Database overview

Gw files

Genealogy database could be created by GeneWeb from one or from multiple source files with .gw extension. Those files describe structurally persons, families all kinds of relationships, different events, etc. You can read more about the file structure here. Binary executable gwc reads files .gw, extracts all persons and families information and passes it to the Gwdb module in order to create the database.

Database entries

Transmitted to Gwdb information is composed mainly from:

  • Array of all strings that could be any kind of information encoded as a string, like for example: person’s name, birth place, marriage place, etc. Identifier istr allows to reference the string in the given array (index of an element inside the array).

  • Array of persons where each element encompasses information about one person. Every string field of a person (like his name, birthplace, etc.) is an identifier where the real string is stored in array mentioned before. Reference to other persons by means of identifier iper that reference person in the current array (index of an element inside the persons array).

  • Array of families where each element encompasses information about one family (couple, children, marriage date, etc.).
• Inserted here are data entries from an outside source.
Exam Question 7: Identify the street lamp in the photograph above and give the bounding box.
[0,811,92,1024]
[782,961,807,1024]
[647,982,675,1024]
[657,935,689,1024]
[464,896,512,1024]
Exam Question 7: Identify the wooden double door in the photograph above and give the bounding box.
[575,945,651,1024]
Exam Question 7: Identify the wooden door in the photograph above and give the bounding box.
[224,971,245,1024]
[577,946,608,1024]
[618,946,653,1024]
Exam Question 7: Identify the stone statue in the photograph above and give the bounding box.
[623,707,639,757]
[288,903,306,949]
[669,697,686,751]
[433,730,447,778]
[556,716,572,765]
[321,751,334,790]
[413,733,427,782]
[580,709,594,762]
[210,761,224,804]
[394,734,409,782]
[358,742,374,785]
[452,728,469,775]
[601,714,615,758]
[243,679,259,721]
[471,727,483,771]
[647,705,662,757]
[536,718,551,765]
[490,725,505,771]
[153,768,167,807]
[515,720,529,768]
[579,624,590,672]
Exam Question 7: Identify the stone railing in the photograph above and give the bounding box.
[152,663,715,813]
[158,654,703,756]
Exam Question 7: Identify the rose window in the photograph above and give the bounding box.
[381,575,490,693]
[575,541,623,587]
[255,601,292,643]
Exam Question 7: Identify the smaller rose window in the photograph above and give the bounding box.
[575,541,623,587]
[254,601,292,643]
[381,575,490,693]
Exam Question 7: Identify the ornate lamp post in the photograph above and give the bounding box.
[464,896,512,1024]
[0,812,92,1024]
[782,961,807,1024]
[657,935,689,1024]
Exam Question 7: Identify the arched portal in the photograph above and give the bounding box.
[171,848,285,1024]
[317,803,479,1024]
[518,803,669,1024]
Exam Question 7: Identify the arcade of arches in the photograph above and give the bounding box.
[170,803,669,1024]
Identifier ifam allows to reference the family in the given array (index of element inside the array).

Each array keeps a data structure defined in the module Def. Further, those entries will be the main source for every database request.

Storage

Gwdb is responsible for creating the database on the disk from the provided inputs. It creates a directory dbname.gwb containing several files. The main file base contains marshalled representation of each array and base.acc stores offsets to every entry entry that allows to make constant time access. Additionally, it creates some index files that associate useful for requests information to the entry’s identifier in the base file. That helps to requests to find instantly entry without iteration over all existing ones in the database. For example strings.inx is a string index that allows to find id for a searched string. One file is slightly different: the patches file. It stores every modification done inside the base (see Modifications subsection). The storage manipulation interface is described in lib/gwdb_driver.mli/gwdb_driver.mli. This is a virtual module whose current implementation is available on gwdb-legacy. Format and description for every database file is listed below:

base - the base itself
  magic number (magic_gwb)                 : string of length 8
  number of persons                        : binary_int
  number of families                       : binary_int
  number of strings                        : binary_int
  persons array offset in file             : binary_int
  ascends array offset in file             : binary_int
  unions array offset in file              : binary_int
  families array offset in file            : binary_int
  couples array offset in file             : binary_int
  descends array offset in file            : binary_int
  strings array offset in file             : binary_int
  notes origin file                        : value
  persons array                            : value
  ascends array                            : value
  unions array                             : value
  families array                           : value
  couples array                            : value
  descends array                           : value
  strings array                            : value

base.acc - direct accesses to arrays inside base
  persons offsets   : array of binary_ints
  ascends offsets   : array of binary_ints
  unions offsets    : array of binary_ints
  families offsets  : array of binary_ints
  couples offsets   : array of binary_ints
  descends offsets  : array of binary_ints
  strings offsets   : array of binary_ints

names.inx - index for names, strings of first names and surnames
  offset to sindex : binary_int
  offset to findex : binary_int
  1st index (mixes between names) : value 
    array, length = 16383, associating:
      - a hash value of a "crushed" (module "Name") name 
        (modulo length)
      - to the array of ids of the corresponding persons
  2nd index (surnames sub-strings) : value
    array, length = "table_size", associating:
      - a hash value of the "crushed" (module "Name") surname 
        sub-string (modulo length)
      - to the array of the corresponding surnnames (string ids) 
      that contain giving surname sub-string
  3rd index (first name sub-strings) : value 
    array, length = 16383, associating:
      - a hash value of the "crushed" (module "Name") first name 
      sub-string (modulo length)
      - to the array of the corresponding string ids that contains 
      giving first name sub-string

names.acc - direct accesses to values inside arrays in names.inx

strings.inx - index for all strings
  length of the strings offset array : binary_int
  strings hash table index           : 2 arrays of binary_ints
    strings offset array (length = prime after 10 * strings 
    array length)
      - associating a hash value of the string modulo length
      - to its id in the string array
    strings list array (length = string array length)
      - associating a string id
      - to the id of the next index (previous value) holding the 
      same hash value

snames.inx - index for surnames
  array ordered by surname  
    - associating the string id of a surname
    - to a pointer (offset) inside snames.dat

snames.dat - data associated with snames.inx
  array of list of persons holding a surname

fnames.inx - index for first names
  array ordered by first name 
    - associating the string id of a first name
    - to a pointer (offset) inside fnames.dat

fnames.dat - data associated with fnames.inx
  array of list of persons holding a first name

notes - text file containing data base notes.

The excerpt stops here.